A bit over a year ago, I wrote about the TPP, Trade Deal is an Eco-Justice Failure, naming four points of concern: (1) Negotiated in secret, (2) Gives enormous power to non-elected bodies, (3) Increases income inequality, and (4) Weakens environmental standards. Most of what I wrote in 2014 still holds, so I'll build on it.

Secrecy and corporate dominance
The text of the still-being-negotiated TPP "is considered classified because they are working documents of sensitive international negotiations that provide the 11 other nations involved an expectation of confidentiality." It is only within the last month that members of Congress have been able to show the text to their staff members who specialize in such matters.

That secrecy, though, is not at all absolute. Katrina vanden Heuvel opined in the Washington Post: "The TPP is a classic expression of the way the rules are fixed to benefit the few and not the many. It has been negotiated in secret, but 500 corporations and banks sit on advisory committees with access to various chapters. So remember, when the president argues that it is vital that 'we' write the rules, 'we' means not the American people, but corporate and financial interests."

Under fast-track, Congress will be given a document that they have had little opportunity to review, that has had essentially no input from local communities, indigenous groups, labor or environmental organizations. It is the ultimate "back room deal" where insiders draft agreements on their own terms. Senator Sherrod Brown said, "This continues the great American tradition of corporations writing trade agreements, sharing them with almost nobody, so often at the expense of consumers, public health and workers."

Ms. vanden Heuvel wrote, "With tariffs already low, current trade treaties are focused less on tariffs and trade than on 'harmonizing regulations' for investors. But these regulations concern worker rights, consumer and environmental protections, economic policies that are the expression of our democracy. Too often, 'harmonization' is simply an excuse for corporations to institute a race to the bottom."
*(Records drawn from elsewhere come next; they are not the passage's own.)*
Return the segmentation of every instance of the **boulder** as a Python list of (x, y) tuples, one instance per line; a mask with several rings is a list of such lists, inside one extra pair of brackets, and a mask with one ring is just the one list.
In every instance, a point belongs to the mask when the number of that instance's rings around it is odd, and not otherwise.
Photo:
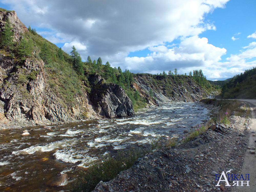
[(48, 185), (50, 187), (59, 187), (68, 179), (68, 174), (64, 173), (54, 179)]
[(27, 136), (29, 134), (29, 133), (28, 132), (25, 132), (23, 133), (22, 134), (21, 134), (22, 136)]
[(214, 124), (213, 125), (212, 125), (210, 127), (208, 128), (208, 129), (211, 129), (212, 131), (214, 131), (217, 127), (216, 125), (216, 124)]
[(239, 133), (239, 135), (240, 136), (243, 136), (244, 135), (244, 134), (243, 133), (242, 133), (242, 132), (240, 132)]

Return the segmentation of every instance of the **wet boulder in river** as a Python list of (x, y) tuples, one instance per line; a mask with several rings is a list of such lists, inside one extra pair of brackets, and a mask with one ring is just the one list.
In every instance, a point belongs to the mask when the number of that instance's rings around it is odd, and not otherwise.
[(26, 136), (29, 134), (29, 133), (28, 132), (24, 132), (21, 134), (22, 136)]
[(61, 175), (50, 182), (48, 185), (50, 187), (59, 187), (68, 179), (68, 174), (64, 173)]

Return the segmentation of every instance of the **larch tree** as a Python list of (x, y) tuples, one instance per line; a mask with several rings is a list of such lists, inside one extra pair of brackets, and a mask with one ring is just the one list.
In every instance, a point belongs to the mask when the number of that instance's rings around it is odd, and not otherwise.
[(82, 74), (83, 72), (83, 68), (81, 56), (77, 51), (74, 46), (73, 45), (71, 48), (72, 50), (70, 53), (71, 54), (71, 57), (72, 59), (73, 66), (77, 71)]

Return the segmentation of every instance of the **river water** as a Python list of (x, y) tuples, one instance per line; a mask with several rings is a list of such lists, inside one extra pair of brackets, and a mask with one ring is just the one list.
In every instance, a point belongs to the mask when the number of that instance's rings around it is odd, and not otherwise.
[[(198, 110), (199, 109), (200, 110)], [(0, 191), (59, 191), (70, 187), (76, 163), (88, 166), (108, 153), (148, 143), (164, 135), (180, 136), (185, 129), (209, 118), (198, 103), (164, 104), (129, 117), (93, 120), (51, 126), (0, 130)], [(27, 130), (30, 134), (22, 136)], [(49, 186), (60, 173), (68, 180)]]

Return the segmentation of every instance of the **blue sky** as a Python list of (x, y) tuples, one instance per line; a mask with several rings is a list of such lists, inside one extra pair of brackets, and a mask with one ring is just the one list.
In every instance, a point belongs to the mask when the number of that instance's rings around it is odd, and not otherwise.
[(0, 0), (68, 53), (156, 74), (224, 80), (256, 66), (256, 1)]

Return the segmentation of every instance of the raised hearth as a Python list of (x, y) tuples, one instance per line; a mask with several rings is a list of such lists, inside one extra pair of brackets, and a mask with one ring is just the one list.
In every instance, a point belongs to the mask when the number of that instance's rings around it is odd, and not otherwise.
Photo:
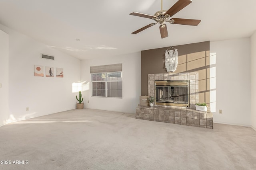
[(213, 129), (210, 112), (180, 107), (138, 106), (136, 119)]

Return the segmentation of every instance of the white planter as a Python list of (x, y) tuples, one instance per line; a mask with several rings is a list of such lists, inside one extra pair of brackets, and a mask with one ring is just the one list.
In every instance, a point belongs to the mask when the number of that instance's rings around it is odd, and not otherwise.
[(196, 110), (200, 110), (200, 111), (207, 111), (207, 106), (196, 105)]

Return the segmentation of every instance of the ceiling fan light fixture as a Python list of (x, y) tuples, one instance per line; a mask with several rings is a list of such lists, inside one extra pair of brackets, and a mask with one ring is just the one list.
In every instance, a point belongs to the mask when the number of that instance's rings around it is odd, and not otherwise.
[(170, 20), (169, 21), (169, 22), (170, 22), (171, 23), (174, 23), (174, 22), (175, 22), (175, 21), (174, 21), (174, 20), (173, 19), (172, 19), (172, 20)]
[(161, 28), (164, 28), (164, 27), (165, 27), (165, 25), (165, 25), (165, 24), (162, 24), (162, 25), (161, 25)]

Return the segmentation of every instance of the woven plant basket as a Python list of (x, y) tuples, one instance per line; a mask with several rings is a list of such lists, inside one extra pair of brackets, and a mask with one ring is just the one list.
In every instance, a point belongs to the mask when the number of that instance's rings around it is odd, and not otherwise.
[(84, 103), (76, 103), (76, 108), (77, 109), (81, 109), (84, 108)]

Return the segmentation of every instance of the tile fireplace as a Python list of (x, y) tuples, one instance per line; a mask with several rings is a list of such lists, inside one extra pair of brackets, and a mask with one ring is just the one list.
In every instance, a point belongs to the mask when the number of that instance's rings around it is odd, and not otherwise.
[(150, 74), (148, 76), (148, 96), (154, 105), (190, 107), (198, 100), (198, 72)]

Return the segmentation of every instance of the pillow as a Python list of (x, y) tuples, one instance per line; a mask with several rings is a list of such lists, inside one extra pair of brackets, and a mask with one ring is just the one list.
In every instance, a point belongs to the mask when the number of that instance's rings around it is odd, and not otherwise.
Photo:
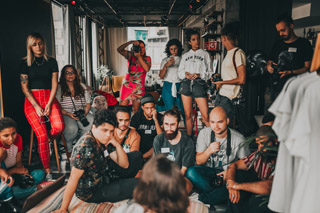
[(49, 195), (51, 195), (52, 193), (57, 191), (59, 188), (61, 188), (64, 184), (65, 178), (66, 178), (66, 176), (63, 175), (63, 176), (59, 177), (51, 185), (49, 185), (49, 186), (33, 193), (32, 195), (30, 195), (23, 204), (22, 212), (29, 211), (31, 208), (33, 208), (38, 203), (40, 203), (43, 199), (45, 199), (46, 197), (48, 197)]

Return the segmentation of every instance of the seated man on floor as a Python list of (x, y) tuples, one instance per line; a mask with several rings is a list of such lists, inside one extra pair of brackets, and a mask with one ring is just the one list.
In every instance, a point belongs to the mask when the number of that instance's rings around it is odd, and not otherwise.
[(265, 199), (272, 188), (278, 140), (272, 128), (265, 125), (257, 131), (256, 142), (257, 151), (232, 163), (227, 170), (230, 198), (227, 212), (272, 212)]
[(194, 165), (195, 149), (193, 140), (179, 128), (181, 117), (177, 107), (164, 113), (164, 133), (157, 135), (153, 141), (153, 154), (163, 154), (176, 162), (184, 175)]
[[(164, 133), (157, 135), (153, 141), (153, 154), (165, 155), (169, 160), (174, 161), (184, 176), (187, 169), (194, 165), (195, 149), (193, 140), (179, 128), (181, 115), (178, 107), (174, 107), (164, 113)], [(192, 190), (191, 182), (186, 179), (187, 193)]]
[(228, 200), (228, 190), (214, 182), (225, 177), (228, 165), (249, 155), (250, 150), (243, 144), (244, 137), (228, 128), (229, 119), (222, 107), (212, 109), (209, 122), (210, 127), (202, 129), (197, 139), (197, 166), (190, 167), (186, 177), (199, 192), (200, 201), (216, 205)]
[(0, 148), (6, 150), (7, 157), (1, 162), (1, 168), (12, 176), (15, 184), (12, 187), (16, 199), (28, 197), (36, 192), (44, 180), (43, 170), (28, 169), (22, 164), (22, 137), (17, 133), (16, 122), (11, 118), (0, 118)]
[(156, 101), (150, 93), (146, 93), (141, 98), (141, 108), (132, 116), (130, 126), (141, 136), (140, 152), (143, 154), (143, 159), (148, 160), (153, 153), (153, 140), (156, 135), (161, 134), (163, 116), (157, 113)]
[[(7, 151), (4, 148), (0, 148), (0, 163), (7, 158)], [(13, 202), (13, 193), (12, 193), (12, 185), (14, 183), (13, 178), (7, 173), (5, 169), (0, 168), (0, 210), (4, 211), (6, 208), (9, 212), (18, 212), (15, 207), (15, 203)], [(7, 183), (8, 186), (4, 186)], [(1, 212), (2, 212), (1, 211)]]
[(90, 203), (117, 202), (132, 198), (136, 179), (110, 182), (110, 162), (128, 168), (129, 162), (122, 146), (114, 139), (116, 116), (103, 109), (94, 116), (90, 132), (82, 136), (72, 151), (71, 173), (62, 205), (56, 212), (67, 212), (75, 195)]
[(111, 162), (116, 170), (116, 174), (121, 178), (135, 177), (140, 169), (142, 169), (143, 158), (140, 147), (140, 135), (138, 132), (129, 127), (130, 111), (126, 107), (119, 106), (115, 109), (117, 118), (117, 128), (114, 130), (114, 139), (122, 146), (127, 153), (129, 167), (123, 169), (116, 163)]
As indicated by the length of this section, a dominant concern about the TPP is the way that corporate interests have been able to draft agreements that reflect their values and serve their interests without oversight or debate from other perspectives.
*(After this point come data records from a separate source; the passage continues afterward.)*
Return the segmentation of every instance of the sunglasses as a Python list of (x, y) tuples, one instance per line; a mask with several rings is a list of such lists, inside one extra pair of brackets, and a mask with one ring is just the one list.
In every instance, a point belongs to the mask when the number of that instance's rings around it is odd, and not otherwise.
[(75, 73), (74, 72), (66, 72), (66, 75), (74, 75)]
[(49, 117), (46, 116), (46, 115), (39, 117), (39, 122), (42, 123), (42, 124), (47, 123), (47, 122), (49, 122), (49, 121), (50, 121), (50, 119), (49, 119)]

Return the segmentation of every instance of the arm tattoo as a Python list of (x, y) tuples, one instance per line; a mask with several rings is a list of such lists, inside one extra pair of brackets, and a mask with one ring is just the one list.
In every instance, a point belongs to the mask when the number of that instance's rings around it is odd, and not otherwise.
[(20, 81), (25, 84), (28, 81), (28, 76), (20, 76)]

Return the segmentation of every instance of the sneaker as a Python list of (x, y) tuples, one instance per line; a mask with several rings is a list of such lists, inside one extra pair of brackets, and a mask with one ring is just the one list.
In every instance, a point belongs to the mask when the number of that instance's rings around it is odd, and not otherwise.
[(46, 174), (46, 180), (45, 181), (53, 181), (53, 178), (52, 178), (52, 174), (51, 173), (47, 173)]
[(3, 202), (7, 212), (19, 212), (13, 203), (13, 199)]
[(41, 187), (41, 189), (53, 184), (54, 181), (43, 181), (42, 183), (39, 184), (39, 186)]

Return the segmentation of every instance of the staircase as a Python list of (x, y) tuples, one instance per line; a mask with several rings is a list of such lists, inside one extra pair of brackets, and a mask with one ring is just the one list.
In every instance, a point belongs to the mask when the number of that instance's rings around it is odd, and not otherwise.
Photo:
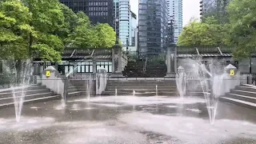
[(220, 97), (219, 99), (256, 110), (256, 86), (252, 85), (236, 86), (235, 89), (230, 90), (230, 93)]
[(167, 73), (167, 66), (164, 61), (147, 62), (146, 67), (146, 77), (164, 78)]
[[(158, 88), (156, 88), (156, 86)], [(118, 96), (132, 96), (134, 95), (134, 90), (135, 91), (135, 96), (178, 95), (175, 80), (109, 80), (102, 95), (115, 95), (116, 89)]]
[[(95, 83), (90, 86), (90, 95), (96, 94)], [(86, 95), (87, 81), (86, 80), (70, 80), (68, 86), (68, 97)]]
[(137, 60), (136, 62), (130, 61), (122, 74), (127, 78), (143, 78), (144, 65), (145, 61), (143, 60)]
[[(0, 108), (14, 106), (13, 94), (16, 98), (21, 97), (21, 87), (14, 88), (14, 90), (6, 89), (0, 91)], [(24, 103), (50, 101), (53, 99), (61, 98), (60, 95), (56, 95), (46, 86), (40, 85), (32, 85), (27, 87)]]

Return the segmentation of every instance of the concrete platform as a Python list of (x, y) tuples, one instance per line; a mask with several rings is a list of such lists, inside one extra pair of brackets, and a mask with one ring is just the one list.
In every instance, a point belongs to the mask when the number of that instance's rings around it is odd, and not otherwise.
[(86, 96), (0, 109), (5, 144), (253, 144), (256, 110), (218, 102), (214, 125), (203, 98)]

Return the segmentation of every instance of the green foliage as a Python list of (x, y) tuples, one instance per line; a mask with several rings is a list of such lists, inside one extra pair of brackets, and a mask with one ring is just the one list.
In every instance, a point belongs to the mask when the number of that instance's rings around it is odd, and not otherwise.
[(90, 24), (89, 18), (78, 12), (78, 26), (65, 40), (67, 46), (79, 49), (110, 48), (115, 44), (115, 32), (108, 24)]
[(28, 37), (34, 33), (29, 25), (32, 14), (20, 2), (9, 0), (0, 5), (0, 58), (27, 58)]
[(98, 47), (110, 48), (115, 45), (116, 34), (114, 29), (109, 24), (98, 23), (95, 27), (98, 34)]
[(32, 13), (30, 25), (35, 30), (34, 34), (30, 35), (30, 48), (45, 61), (61, 61), (61, 53), (64, 49), (62, 41), (58, 35), (62, 32), (64, 25), (61, 4), (58, 0), (22, 2)]
[(65, 46), (112, 47), (115, 33), (108, 24), (92, 26), (83, 12), (74, 13), (58, 0), (2, 0), (0, 58), (41, 58), (61, 61)]
[(233, 0), (228, 6), (230, 42), (236, 46), (234, 58), (242, 59), (256, 52), (256, 1)]
[(227, 43), (227, 35), (223, 25), (212, 17), (207, 18), (204, 22), (192, 21), (183, 28), (178, 38), (179, 46), (220, 46)]

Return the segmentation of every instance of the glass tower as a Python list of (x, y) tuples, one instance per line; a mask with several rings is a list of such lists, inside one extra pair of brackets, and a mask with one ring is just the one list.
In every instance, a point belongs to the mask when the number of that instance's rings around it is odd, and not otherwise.
[(167, 0), (168, 23), (172, 21), (174, 26), (174, 40), (176, 43), (182, 31), (182, 0)]
[(108, 23), (114, 26), (113, 0), (59, 0), (74, 12), (83, 11), (93, 24)]
[(166, 46), (168, 12), (166, 0), (139, 0), (138, 52), (158, 54)]
[(202, 17), (215, 16), (221, 18), (226, 14), (226, 7), (229, 2), (230, 0), (202, 0), (200, 2), (201, 15)]

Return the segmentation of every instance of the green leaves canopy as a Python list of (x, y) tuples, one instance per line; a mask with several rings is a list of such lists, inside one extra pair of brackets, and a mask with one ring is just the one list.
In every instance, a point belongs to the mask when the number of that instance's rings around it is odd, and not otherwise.
[[(218, 21), (210, 17), (204, 22), (192, 21), (183, 28), (178, 38), (179, 46), (219, 46), (226, 45), (228, 41), (224, 25), (218, 24)], [(223, 37), (224, 36), (224, 37)]]
[(89, 18), (78, 12), (78, 26), (74, 32), (66, 39), (68, 47), (85, 48), (110, 48), (115, 44), (115, 32), (108, 24), (90, 24)]
[(230, 41), (236, 46), (237, 59), (250, 57), (256, 52), (256, 1), (233, 0), (228, 6)]
[(115, 33), (108, 24), (90, 24), (58, 0), (2, 0), (0, 4), (0, 58), (41, 58), (61, 61), (65, 46), (112, 47)]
Corporations can sue governments
A highly controversial element of the TPP is a provision that "would allow foreign corporations to sue the United States government for actions that undermine their investment 'expectations' and hurt their business" [http://www.nytimes.com/2015/03/26/business/trans-pacific-partnership-seen-as-door-for-foreign-suits-against-us.html]. The New York Times says that "Such 'Investor-State Dispute Settlement' accords exist already in more than 3,000 trade agreements across the globe. The United States is party to 51, including the North American Free Trade Agreement."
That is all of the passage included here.